Relying upon our decision in State v. Rorie, 252 N.C. 579, 114 S.E.2d 233 (1960), the majority concludes that the murder indict*409ment against this defendant in the form prescribed by N.C.G.S. § 15-144 is insufficient to support a verdict for assault, assault inflicting serious injury or assault with intent to kill. As a result, the majority further concludes that the trial court did not err in refusing to submit possible verdicts for any of those lesser offenses.
The majority specifically relies upon a statement in Rorie — which I believe was overbroad and obiter dictum in that manslaughter case — to the effect that:
[W]hen it is sought to fall back on the lesser offense of assault and battery or assault with a deadly weapon, in case the greater offense, murder or manslaughter, is not made out, the indictment for murder should be so drawn as necessarily to include an assault and battery or assault with a deadly weapon, or it should contain a separate count to that effect.
252 N.C. at 581, 114 S.E.2d at 235. That statement was influenced, no doubt, by the Court’s view that the manslaughter indictment before it in Rorie charged “an offense of which assault with a deadly weapon may or may not be an ingredient.” 252 N.C. at 582, 114 S.E.2d at 236 (emphasis added). In my view such statements and supporting reasoning in Rorie were wrong at the time that case was decided and have been since overruled — at least implicitly — by this Court’s decision in State v. Weaver, 306 N.C. 629, 295 S.E.2d 375 (1982).
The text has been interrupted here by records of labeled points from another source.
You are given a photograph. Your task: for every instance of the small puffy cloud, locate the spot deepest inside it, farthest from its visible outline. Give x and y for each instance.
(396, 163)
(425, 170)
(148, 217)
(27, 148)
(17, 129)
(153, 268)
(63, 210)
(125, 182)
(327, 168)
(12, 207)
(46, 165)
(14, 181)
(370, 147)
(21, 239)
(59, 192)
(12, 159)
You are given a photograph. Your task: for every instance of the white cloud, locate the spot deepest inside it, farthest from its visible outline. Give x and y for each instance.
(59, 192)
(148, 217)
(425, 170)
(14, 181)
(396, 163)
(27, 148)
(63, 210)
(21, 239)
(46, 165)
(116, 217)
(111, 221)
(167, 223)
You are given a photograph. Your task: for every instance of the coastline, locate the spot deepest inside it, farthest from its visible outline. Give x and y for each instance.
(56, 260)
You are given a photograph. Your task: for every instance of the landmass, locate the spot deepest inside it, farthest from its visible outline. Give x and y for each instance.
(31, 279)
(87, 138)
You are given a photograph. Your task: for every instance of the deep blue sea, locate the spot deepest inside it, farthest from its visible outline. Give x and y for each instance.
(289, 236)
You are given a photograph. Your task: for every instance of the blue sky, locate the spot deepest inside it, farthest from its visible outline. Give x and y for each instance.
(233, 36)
It is not necessary for an indictment charging a felony to specifically allege the elements essential to a separate indictment for a lesser included offense in order to support a conviction of the lesser included offense. In Weaver we stated:
We do not agree with the proposition that the facts of a particular case should determine whether one crime is a lesser included offense of another. Rather, the definitions accorded the crimes determine whether one offense is a lesser included offense of another crime. State v. Banks, 295 N.C. 399, 415-16, 245 S.E.2d 743, 754 (1978). In other words, all of the essential elements of the lesser crime must also be essential elements included in the greater crime. If the lesser crime has an essential element which is not completely covered by the greater crime, it is not a lesser included offense. The determination is made on a definitional, not a factual basis.
*410306 N.C. at 635, 295 S.E.2d at 378-79. Under the clear and firm definitional test set forth in Weaver, there simply is no reason — in fact, there never was a reason — for the statement in Rorie that a murder indictment must specifically allege necessary elements of the lesser included offenses of assault, assault inflicting serious injury or assault with intent to kill before the murder indictment will support a conviction for such lesser offenses. The murder indictment here charges the defendant with all lesser included offenses, just as though they were set out separately. State v. Miller, 272 N.C. 243, 244-45, 158 S.E.2d 47, 48 (1967). Therefore, it also is sufficient to support his conviction for any other offense which by definition is a lesser included offense. Assault, assault inflicting serious injury, and assault with intent to kill are lesser offenses included by definition in the indictment for murder in the present case. See id.
I am also of the opinion that the evidence in the present case of the vicious and prolonged assault by the defendant and others upon the victim would support a reasonable finding by the jury that this defendant assaulted the victim with the intent to kill him or assaulted the victim and inflicted serious injury upon him, but that one of the other assailants actually killed the victim. I find no evidence, however, which would support the jury in reasonably returning a verdict for simple assault.
As it is my view that the trial court committed reversible error by failing to permit the jury to consider verdicts for lesser offenses included by definition within the murder charged by the bill of indictment and supported by evidence, I conclude that the defendant must receive a new trial. Therefore, I dissent from the decision of the majority.
Justices WEBB and WHICHARD join in this dissenting opinion.